Do we need Microsoft for this?

No. We don’t strictly need MSFT for this… This could be implemented via a vendor. However to do so would really involve screwing with the DS pretty deeply. The vendor would have to intercept all of the delete ops which is pretty darn intrusive. It could be done by someone who has very strong understanding of AD and history of doing things similar. Quest comes immediately to mind. ;o)  Microsoft would be EXTREMELY unhappy about it though. I would be very slow to recommend someone implement something like this from a third party vendor. Like I said, I expect Microsoft would be extremely unhappy if someone did this. I would love to see MSFT step up and do this, I think it would help one of the more common issues out there that people end up running auth restores for and IMO, auth restores are dangerous for people to be doing.

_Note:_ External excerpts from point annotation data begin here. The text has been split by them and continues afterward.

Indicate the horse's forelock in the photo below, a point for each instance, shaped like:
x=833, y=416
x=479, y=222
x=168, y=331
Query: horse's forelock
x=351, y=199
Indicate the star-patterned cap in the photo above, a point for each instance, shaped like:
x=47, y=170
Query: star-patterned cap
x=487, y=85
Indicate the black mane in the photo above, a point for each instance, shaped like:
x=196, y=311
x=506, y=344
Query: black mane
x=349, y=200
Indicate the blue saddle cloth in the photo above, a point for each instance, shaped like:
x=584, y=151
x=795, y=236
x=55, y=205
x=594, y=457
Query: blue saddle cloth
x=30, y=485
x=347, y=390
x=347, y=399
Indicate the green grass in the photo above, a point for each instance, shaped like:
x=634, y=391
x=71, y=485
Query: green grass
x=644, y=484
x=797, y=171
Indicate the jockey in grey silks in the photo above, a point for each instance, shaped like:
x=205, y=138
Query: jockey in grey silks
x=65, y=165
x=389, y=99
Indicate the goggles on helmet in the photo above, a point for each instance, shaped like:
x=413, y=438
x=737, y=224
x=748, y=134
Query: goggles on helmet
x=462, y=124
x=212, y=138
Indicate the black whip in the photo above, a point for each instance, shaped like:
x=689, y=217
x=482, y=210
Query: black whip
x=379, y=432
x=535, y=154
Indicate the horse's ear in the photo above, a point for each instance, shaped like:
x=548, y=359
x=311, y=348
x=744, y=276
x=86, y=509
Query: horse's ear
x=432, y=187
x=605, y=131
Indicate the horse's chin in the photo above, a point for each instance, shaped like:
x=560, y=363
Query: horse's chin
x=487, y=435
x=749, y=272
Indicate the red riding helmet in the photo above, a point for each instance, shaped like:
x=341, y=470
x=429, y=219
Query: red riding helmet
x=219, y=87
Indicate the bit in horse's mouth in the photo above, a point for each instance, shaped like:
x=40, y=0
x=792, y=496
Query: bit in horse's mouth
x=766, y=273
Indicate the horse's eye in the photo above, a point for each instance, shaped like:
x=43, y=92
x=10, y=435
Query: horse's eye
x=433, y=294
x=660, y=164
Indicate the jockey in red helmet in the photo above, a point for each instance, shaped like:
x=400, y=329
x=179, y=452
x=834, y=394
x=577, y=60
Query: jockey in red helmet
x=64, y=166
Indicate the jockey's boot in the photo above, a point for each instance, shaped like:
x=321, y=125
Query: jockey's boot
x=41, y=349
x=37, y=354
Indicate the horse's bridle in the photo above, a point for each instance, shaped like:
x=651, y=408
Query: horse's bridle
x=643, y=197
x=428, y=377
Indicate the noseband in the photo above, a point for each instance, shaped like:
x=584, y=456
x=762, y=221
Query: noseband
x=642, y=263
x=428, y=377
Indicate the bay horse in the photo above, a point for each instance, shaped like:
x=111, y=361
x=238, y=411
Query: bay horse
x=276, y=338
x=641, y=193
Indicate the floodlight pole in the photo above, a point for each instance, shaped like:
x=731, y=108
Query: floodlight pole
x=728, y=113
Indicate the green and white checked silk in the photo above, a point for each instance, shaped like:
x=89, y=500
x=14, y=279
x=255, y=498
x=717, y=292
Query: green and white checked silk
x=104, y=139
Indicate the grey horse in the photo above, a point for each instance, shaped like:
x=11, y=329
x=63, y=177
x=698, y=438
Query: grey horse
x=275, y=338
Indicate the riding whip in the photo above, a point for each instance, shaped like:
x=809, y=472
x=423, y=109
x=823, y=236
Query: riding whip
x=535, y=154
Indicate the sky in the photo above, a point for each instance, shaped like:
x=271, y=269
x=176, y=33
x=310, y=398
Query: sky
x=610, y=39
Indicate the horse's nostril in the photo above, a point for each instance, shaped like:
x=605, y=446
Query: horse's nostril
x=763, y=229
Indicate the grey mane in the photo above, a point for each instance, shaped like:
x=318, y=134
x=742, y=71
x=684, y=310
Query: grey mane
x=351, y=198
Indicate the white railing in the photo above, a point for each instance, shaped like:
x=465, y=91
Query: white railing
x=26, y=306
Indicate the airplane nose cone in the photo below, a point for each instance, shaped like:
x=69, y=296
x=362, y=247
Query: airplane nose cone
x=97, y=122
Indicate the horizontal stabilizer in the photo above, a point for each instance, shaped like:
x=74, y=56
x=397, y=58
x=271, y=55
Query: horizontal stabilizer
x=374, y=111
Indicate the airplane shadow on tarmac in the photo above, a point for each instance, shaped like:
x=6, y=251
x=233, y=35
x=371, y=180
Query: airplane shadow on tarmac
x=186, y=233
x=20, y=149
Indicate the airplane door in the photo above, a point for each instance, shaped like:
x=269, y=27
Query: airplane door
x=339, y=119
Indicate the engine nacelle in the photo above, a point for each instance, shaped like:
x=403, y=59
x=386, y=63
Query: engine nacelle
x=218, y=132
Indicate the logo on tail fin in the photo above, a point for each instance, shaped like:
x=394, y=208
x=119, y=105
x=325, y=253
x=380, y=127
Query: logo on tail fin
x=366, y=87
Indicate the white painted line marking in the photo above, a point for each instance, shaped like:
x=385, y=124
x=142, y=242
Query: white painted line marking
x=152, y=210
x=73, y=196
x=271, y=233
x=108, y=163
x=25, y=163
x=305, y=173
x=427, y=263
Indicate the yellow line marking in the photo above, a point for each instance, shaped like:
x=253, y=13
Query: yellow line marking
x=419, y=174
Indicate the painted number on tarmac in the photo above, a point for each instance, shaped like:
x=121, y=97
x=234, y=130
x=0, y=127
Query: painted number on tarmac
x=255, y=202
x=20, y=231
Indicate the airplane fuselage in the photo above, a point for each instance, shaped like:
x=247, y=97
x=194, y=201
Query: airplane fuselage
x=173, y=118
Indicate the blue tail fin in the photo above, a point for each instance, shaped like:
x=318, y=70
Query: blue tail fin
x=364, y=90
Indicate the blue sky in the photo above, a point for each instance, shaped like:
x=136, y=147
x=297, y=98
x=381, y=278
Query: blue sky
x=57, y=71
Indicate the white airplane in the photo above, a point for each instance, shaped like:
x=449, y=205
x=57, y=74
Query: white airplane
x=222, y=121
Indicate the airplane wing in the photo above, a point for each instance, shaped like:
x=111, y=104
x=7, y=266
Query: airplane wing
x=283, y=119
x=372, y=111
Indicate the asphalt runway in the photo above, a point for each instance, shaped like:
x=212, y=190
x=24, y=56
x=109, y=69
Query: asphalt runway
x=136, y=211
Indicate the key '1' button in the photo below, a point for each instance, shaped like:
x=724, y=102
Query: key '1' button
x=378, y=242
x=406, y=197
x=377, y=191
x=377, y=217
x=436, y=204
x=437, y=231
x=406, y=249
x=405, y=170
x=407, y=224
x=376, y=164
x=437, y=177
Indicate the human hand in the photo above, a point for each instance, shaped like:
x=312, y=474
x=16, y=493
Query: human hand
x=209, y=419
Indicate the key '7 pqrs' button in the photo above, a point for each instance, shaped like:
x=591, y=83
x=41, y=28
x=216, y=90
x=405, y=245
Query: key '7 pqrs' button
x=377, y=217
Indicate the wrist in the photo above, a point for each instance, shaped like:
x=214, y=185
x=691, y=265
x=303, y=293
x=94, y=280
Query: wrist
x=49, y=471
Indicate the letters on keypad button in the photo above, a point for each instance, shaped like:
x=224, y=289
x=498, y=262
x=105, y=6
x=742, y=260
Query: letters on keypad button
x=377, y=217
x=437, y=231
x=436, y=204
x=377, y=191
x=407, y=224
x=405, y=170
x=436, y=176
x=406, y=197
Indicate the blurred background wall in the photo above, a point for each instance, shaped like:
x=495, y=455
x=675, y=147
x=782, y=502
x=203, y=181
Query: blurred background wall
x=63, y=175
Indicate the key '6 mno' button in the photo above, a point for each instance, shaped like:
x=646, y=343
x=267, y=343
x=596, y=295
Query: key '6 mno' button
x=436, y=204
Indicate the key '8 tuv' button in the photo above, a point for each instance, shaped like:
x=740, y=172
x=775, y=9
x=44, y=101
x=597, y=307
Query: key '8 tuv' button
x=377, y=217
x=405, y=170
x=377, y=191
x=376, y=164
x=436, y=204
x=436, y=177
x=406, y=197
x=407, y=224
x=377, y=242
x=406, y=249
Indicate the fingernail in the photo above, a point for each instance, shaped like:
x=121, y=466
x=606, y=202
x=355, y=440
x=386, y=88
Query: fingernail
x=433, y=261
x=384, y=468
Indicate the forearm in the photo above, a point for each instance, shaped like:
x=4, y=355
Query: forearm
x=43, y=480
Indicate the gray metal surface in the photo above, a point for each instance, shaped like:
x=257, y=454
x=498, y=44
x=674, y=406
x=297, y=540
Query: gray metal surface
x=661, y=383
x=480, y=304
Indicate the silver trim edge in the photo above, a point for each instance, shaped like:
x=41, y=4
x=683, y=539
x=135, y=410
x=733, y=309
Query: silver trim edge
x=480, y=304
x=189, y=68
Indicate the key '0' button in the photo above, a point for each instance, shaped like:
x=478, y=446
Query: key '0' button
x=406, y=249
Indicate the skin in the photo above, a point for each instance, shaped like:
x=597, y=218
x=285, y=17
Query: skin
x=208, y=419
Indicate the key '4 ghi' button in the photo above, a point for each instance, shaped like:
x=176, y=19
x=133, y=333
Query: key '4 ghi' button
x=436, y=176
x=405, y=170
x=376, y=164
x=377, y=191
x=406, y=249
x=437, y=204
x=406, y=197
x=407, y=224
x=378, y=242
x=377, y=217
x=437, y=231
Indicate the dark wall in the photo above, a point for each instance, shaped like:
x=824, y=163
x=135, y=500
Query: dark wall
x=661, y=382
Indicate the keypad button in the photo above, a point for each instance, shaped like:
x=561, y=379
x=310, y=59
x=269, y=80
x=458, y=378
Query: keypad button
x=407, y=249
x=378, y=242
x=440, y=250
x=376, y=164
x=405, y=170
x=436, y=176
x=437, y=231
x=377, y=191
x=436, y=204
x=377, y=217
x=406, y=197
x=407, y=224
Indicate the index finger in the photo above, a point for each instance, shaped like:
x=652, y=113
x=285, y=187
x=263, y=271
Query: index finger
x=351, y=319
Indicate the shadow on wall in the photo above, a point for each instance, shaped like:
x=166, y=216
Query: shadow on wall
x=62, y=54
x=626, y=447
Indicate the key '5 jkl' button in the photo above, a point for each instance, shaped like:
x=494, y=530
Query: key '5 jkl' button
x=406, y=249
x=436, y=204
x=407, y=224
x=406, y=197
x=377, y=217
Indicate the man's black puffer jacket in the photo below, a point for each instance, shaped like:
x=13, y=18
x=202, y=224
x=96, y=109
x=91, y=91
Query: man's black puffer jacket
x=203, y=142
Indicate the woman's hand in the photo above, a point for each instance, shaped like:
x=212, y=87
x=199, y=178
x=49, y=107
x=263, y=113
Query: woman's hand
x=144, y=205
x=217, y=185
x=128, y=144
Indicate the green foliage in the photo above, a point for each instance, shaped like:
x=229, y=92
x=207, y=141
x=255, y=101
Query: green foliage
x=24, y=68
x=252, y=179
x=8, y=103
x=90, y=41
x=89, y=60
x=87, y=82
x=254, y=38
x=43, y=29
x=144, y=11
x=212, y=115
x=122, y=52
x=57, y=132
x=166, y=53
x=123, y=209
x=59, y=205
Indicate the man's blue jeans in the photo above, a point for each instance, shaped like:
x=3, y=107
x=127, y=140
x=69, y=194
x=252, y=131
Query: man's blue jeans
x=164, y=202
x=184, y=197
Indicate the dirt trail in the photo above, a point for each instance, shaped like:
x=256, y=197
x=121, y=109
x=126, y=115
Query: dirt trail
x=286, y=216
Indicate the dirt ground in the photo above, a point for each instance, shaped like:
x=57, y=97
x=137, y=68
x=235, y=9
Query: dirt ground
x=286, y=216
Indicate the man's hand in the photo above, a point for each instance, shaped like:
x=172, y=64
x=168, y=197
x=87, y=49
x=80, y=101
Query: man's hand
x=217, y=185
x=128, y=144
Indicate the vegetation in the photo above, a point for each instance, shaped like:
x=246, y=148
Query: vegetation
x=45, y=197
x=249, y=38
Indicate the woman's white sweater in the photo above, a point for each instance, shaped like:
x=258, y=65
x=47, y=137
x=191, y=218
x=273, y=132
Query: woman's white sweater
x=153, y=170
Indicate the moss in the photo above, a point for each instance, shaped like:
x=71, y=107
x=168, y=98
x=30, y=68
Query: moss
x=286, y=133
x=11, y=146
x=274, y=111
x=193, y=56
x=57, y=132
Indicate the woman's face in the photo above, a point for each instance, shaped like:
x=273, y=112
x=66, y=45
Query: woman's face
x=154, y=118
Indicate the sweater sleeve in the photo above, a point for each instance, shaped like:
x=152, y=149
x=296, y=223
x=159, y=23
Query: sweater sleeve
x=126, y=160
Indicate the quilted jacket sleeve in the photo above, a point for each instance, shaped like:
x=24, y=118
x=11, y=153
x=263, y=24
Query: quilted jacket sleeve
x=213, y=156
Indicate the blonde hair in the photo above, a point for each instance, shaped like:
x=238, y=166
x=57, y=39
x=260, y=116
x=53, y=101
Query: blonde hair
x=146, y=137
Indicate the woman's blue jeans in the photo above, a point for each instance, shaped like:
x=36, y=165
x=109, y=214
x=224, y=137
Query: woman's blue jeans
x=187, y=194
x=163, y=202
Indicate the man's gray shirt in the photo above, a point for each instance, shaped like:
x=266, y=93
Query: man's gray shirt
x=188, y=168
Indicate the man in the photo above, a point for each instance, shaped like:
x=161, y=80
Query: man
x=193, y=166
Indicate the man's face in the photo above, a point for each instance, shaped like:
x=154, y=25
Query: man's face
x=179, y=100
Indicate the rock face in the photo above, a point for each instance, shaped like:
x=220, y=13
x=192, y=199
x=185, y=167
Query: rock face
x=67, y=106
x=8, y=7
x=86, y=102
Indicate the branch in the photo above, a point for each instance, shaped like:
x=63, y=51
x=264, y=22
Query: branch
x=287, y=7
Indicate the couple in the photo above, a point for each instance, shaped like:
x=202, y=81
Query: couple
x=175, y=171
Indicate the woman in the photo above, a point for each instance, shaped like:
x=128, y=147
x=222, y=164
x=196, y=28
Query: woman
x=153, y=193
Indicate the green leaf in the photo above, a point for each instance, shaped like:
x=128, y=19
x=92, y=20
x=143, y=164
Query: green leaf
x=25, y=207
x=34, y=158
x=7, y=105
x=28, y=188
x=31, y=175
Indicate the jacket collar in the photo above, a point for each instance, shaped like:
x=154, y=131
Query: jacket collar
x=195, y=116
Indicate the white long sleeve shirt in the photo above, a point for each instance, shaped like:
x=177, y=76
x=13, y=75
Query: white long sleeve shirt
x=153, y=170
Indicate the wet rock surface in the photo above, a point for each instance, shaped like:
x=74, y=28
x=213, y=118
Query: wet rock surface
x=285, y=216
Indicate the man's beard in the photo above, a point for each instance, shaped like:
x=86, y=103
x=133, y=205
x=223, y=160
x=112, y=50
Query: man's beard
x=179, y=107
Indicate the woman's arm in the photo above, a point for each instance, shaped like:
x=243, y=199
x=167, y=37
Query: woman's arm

I have walked people through setting up processes to implement this procedurally but seriously but they have to jump special hoops and it is kind of a pain. This would be great to have built in because then you don’t have to worry about whether people are following procedure or not. If they use ADUC or dsrm or admod or NET USER /DELETE it doesn’t matter, the rules would be applied.

 

   joe

 

[1] 0 or null if not in a deletion stage at all – i.e. normal object.

Rating 3.00 out of 5

One Response to “Protecting yourself from massive accidental deletes in Active Directory”

  1. Hilde says:

    EXCELLENT idea – make it so! thanks, Joe. For all you do, this Bud’s for YOU!